Increased Production Not Sufficient. Hitherto the agencies for rural improvement, both state and federal, have directed their energies chiefly toward increased production. And this with but scant consideration for profits that should be realized by the producer as a result of the larger yields. Material prosperity, however, is not a sufficient motive, except where it assuredly is used to improve the moral and social conditions of the community life. To double the yield of crops without doubling the enjoyments of living and improving home comforts accordingly, will avail but little toward developing rural conditions that will withstand the competition and false allurements of the city.
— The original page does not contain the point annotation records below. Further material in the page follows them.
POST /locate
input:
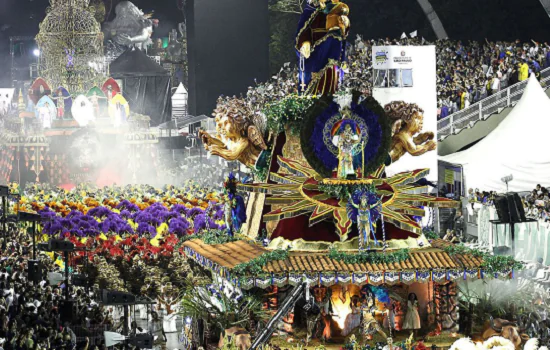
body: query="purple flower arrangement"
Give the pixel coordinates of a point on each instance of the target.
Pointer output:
(127, 218)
Urban Degeneracy. A nation's strength, moreover, is a matter of blood and brain fiber. Urban degeneracy is an accepted biological fact. The dissipation, lack of physical exercise in the open air, and high pressure living and working leaves in its trail a progeny diminishing in numbers and decadent in those high qualities essential to good government.
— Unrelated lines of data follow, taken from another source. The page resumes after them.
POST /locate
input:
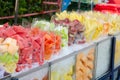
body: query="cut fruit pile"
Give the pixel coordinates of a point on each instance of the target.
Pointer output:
(96, 24)
(58, 30)
(22, 47)
(85, 65)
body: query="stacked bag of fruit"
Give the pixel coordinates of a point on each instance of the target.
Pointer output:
(96, 24)
(55, 37)
(75, 28)
(20, 47)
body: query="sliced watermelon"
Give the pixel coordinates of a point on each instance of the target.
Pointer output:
(9, 32)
Democracy, as a permanent institution, however, is not yet an assured fact. The experiment of self-government is still in the making. Its perpetuity cannot be predicated upon scheming traders, money brokers and political manipulators, but must depend in the last analysis upon the solid phlegm and conservatism of its rural districts where men are too busy with productive labor to scheme for political office or unearned wealth. In other words, and I speak it with sincerity, the rural population conserves the real dependable life blood of this nation. It is an accepted fact that in every crisis of our country's history the rural population was not only on the side of right, but ready to defend the nation's honor with their votes or with their blood.

When the nation's debt was appalling and money poured into the national treasury in but feeble currents, the tariffs that replenished it again were borne like a young Hercules by the farming class, though they received but a minimum of its protection. Every influence, therefore, that tends to exalt agriculture as a profession, and farming as a desirable mode of life, whether it be intellectual, political, ethical or spiritual, is for the general welfare.
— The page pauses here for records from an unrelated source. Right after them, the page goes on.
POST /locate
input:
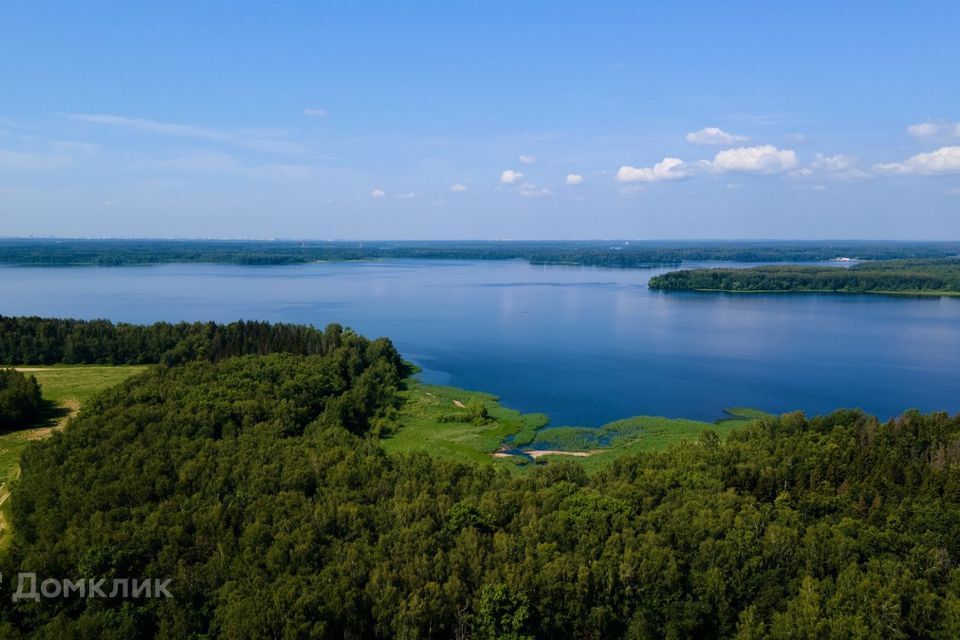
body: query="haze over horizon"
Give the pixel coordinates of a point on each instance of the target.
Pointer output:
(500, 121)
The time is not far distant, let us hope and pray, when agriculture will cast off the thralldom of the ages and assert her own. But not until the sons and daughters of the country, trained for rural social and industrial service, as you are being trained, assert an aggressive leadership, with genuine patriotism for the needs of the open country, will the domination of ulterior interests be removed and agriculture made free to manage its educational institutions and business affairs, in part at least, for its own good.

The Rural School Problem. Since education is the governing factor, especially so far as it directs the attitude of rural children toward rural conditions, the country school should be so redirected and revitalized as to "stir into action community forces which are now dormant; and to make the rural school a strong and efficient social center, working for the upbuilding of all the varied interests of a healthy rural life."

"The redirection of rural education means that the school is to abandon its city ideals and standards, except as these are adaptable to rural as well as to city schools, and to develop its instruction with reference to its environment and the local interests and needs. The main efforts of its instruction should be to put its pupils into sympathetic touch with the rural life about them, in which the great majority of them ought to find their future homes."—Cubberley.

The away-from-the-farm-influence of rural education which has in the past proved a serious handicap to rural progress and open country pursuits, would thus be materially counteracted.

Quoting Cubberley again:

"The uniform text-books which have been introduced by law, were books written primarily for the city child; the graded course of study was a city course of study; the ideals of the school become, in large part, city and professional in type; and the city-educated and city-trained teachers have talked of the city, over-emphasized the affairs of the city, and sighed to get back to the city to teach. The subjects of instruction have been formal and traditional, and the course of instruction has been designed more to prepare for entrance to a city or town high school than for life in the open country. So far as the school has been vocational in spirit, it has been the city vocations and professions for which it has tended to prepare its pupils, and not the vocations of the farm and the home."